Les critères positifs de sélection
Ils évaluent les entreprises selon deux, voire trois, grands axes caractéristiques de la notion de « développement durable » :
- Social : gestion des ressources humaines, relation de l'entreprise avec les autorités locales, les clients, les actionnaires, les pays en voie de développement, programmes de non-discrimination, contribution dans des œuvres sociales, respect des droits de l'homme...
- Environnement : minimalisation des impacts sur l'environnement, gestion du risque, protection des ressources naturelles...
- Bonne gouvernance : pérennité financière, potentiel économique, mondialisation...
L'entreprise sera généralement évaluée, pour chacun des axes, sur trois plans : les stratégies politiques et engagements pris par la direction en la matière ; les politiques et codes de conduite effectivement mis en place ; et, enfin, leurs résultats.

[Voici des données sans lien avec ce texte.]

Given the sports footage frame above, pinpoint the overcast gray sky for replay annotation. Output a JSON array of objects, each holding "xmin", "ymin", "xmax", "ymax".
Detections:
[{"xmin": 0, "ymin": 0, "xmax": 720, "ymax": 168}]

Contrôle et garantie de l'éthique
Responsabilité du promoteur
Le caractère éthique d'un produit financier est de la responsabilité de son promoteur. Celui-ci affecte les fonds qui lui sont confiés en respectant le cahier des charges éthiques qu'il s'est fixé. En règle générale, il s'assurera, à cet effet, les services d'un bureau d'études spécialisé, indépendant ou non.
Responsabilité des bureaux d'études spécialisés
Les bureaux de screening/agences de notation spécialisés dans l'analyse sociétale des entreprises sont les mieux placés pour se porter garant du respect des critères éthiques. Les politiques de contrôle en la matière varient d'un organisme à l'autre. Les plus consciencieux réévalueront l'entreprise sélectionnée de manière approfondie tous les trois ans, tout en la suivant de manière permanente tout au long de l'année. Si un problème vient à se manifester, l'exclusion de l'entreprise de l'univers d'investissement éthique peut être immédiate.
Responsabilité de l'investisseur
Les produits financiers éthiques se présenteront sous des jours très différents selon la nature des critères retenus, la méthodologie, la qualité du travail et l'indépendance du bureau d'études spécialisé. À l'investisseur de s'assurer que la démarche éthique du produit correspond bien à la sienne. L'investisseur ne peut déléguer sa responsabilité d'investisseur en achetant un produit socialement responsable sans se renseigner sur le fondement et les principes de l'éthique du produit. D'autant que l'engouement pour ces produits depuis quelques années incite plus d'un intermédiaire financier à jouer la carte de l'éthi-marketing. À l'investisseur d'être vigilant et critique sur la qualité de l'éthique qui lui est proposée.
Responsabilité d'autres acteurs économiques
Les organismes de protection des consommateurs, de promotion de l'investissement socialement responsable, les ONG, etc., ont également un rôle de garant de l'éthique à jouer en interpellant les bureaux de notation, les banques, les entreprises...
Existence de garde-fous
À l'instar des labels bio, l'existence de labels/certifications éthiques issus d'organismes indépendants est un outil utile pour s'assurer de la qualité éthique d'un produit. Il est donc essentiel que des labels construits sur des cahiers de charges et des outils d'évaluation sérieux et complets réussissent à s'imposer davantage.
Notons, à titre exemple, le label européen de référence : le label ETHIBEL, issu du monde associatif.